Beyond basic nutrition, functional foods are foods that have a potentially positive effect on health. The term functional foods were coined in Japan in 1984 and these foods were also commonly known as Food for Specific Health Uses (FOSHU). The exponents of functional food define it as a food that enhances health and helps to decrease disease risk.
Generally, functional foods are categorized into two different forms; conventional and modified. Those foods that are rich in important nutrients like vitamins, minerals, antioxidants, and heart-healthy fats are called conventional foods. It is also called natural food because the nutrients are naturally present in conventional foods.
Conventional Functional Foods included:
• Fruits: kiwi, apple, orange, peach, banana
• Vegetables: spinach, kale, cauliflower, broccoli
• Seeds: chia seed, flaxseed, pumpkin seed, hemp seed
• Nuts: almonds, cashews, pistachios, Brazil nut
• Legumes: black beans, chickpea, lentils, navy beans
• Whole grains: oat, barley, buckwheat, brown rice, couscous
• Seafood: salmon, sardines, cod, anchovies, mackerel
• Fermented foods: tempeh, kimchi, kefir, kombucha
• Herbs and spices: turmeric, cinnamon, ginger, cayenne pepper
• Beverages: coffee, green tea, black tea
While modified foods are fortified foods i.e., ingredients are added additionally, such as vitamins, minerals, probiotics, or fiber, to enhance the food health’s benefits.
Modified Functional Foods included:
• Fortified juices
• Fortified milk and milk products, such as yogurt
• Fortified milk alternatives, such as almond, rice, coconut, and cashew milk
• Fortified grains, such as wheat and pasta
• Fortified eggs
• Fortified cereals and granola
Benefits of Functional Foods
Functional foods provide several potential health benefits.
1-Diet rich in both conventional and fortified foods helps to ensure you get the nutrients and protect against nutrient deficiencies.
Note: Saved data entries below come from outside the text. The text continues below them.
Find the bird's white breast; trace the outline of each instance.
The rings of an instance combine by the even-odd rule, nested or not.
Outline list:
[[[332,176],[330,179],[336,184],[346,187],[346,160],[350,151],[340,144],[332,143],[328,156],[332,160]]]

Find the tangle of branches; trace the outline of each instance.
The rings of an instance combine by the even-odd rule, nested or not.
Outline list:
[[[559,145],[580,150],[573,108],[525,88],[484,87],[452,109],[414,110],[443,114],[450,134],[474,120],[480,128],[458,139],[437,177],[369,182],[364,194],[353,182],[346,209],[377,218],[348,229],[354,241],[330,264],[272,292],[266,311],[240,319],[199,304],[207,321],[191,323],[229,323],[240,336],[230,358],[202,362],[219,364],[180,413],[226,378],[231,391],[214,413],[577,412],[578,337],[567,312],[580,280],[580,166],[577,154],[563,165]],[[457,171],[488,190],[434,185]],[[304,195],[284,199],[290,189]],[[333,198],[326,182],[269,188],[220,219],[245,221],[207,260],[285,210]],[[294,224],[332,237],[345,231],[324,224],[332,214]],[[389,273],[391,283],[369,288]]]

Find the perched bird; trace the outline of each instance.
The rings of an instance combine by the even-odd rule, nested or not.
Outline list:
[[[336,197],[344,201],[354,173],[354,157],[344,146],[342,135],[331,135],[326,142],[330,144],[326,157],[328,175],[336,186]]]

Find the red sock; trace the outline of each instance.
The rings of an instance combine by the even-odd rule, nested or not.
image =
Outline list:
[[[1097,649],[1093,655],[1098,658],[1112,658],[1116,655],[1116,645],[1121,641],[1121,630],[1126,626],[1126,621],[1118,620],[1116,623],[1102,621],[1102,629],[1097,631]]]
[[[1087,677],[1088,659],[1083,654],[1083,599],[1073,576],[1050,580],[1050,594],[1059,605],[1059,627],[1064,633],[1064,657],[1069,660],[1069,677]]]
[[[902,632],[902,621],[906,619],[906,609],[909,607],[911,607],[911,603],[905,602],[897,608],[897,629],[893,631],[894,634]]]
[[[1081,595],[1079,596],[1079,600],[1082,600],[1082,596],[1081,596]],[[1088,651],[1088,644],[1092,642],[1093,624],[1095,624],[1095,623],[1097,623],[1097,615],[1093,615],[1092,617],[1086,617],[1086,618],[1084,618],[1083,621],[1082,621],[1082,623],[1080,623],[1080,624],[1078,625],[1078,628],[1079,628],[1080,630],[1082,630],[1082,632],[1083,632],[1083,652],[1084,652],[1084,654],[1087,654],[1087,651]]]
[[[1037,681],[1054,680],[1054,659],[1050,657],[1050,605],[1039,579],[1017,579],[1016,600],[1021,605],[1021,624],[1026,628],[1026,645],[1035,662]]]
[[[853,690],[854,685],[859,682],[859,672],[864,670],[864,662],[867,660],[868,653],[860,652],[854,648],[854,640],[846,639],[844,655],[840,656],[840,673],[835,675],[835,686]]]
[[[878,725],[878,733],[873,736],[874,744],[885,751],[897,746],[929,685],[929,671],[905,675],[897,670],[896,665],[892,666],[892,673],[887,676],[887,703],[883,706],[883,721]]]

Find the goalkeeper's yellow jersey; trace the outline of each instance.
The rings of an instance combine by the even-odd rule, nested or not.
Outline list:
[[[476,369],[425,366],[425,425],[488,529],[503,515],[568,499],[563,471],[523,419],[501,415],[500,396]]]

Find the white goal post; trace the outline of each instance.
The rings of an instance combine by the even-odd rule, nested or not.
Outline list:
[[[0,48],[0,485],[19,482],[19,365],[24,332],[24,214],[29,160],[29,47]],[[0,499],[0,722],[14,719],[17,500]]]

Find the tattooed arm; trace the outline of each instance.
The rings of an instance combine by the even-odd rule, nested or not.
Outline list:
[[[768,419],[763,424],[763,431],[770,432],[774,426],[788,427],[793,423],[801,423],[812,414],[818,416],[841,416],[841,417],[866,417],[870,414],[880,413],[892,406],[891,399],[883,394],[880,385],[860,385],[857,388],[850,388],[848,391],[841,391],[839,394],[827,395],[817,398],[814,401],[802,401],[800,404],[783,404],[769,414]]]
Because these foods are rich in vitamins, minerals, healthy fats, and fiber. For instance, to cope with the iron deficiency among the population, iron-fortified wheat flour has been introduced in the market.
2- Functional foods have a high quantity of antioxidants, that protect against different diseases. The free radicals present in antioxidants helps in the prevention of heart diseases, cancer, and diabetes. Omega-3 fatty acids are present in some functional foods that promote heart health, boost brain function, and reduce inflammation. Fibers also play a key role in the prevention of diabetes, obesity, stroke, and digestive disorders
3- Functional foods also promote the growth and development of infants and children. Folic acid is one of the important nutrients that prevent neural tube defects in fetuses. Cereals, grains, and flours are sometimes fortified with vitamin-B complex, which is crucial for fetal health. Omega-3 fatty acids, zinc, iron, calcium, and the vitamin-B complex also contribute a major role in the growth and development of children.
To fill any gap in your diet, functional foods can be integrated into the diet to increase the intake of important nutrients. Hence, functional foods are the most powerful foods associated with several health benefits.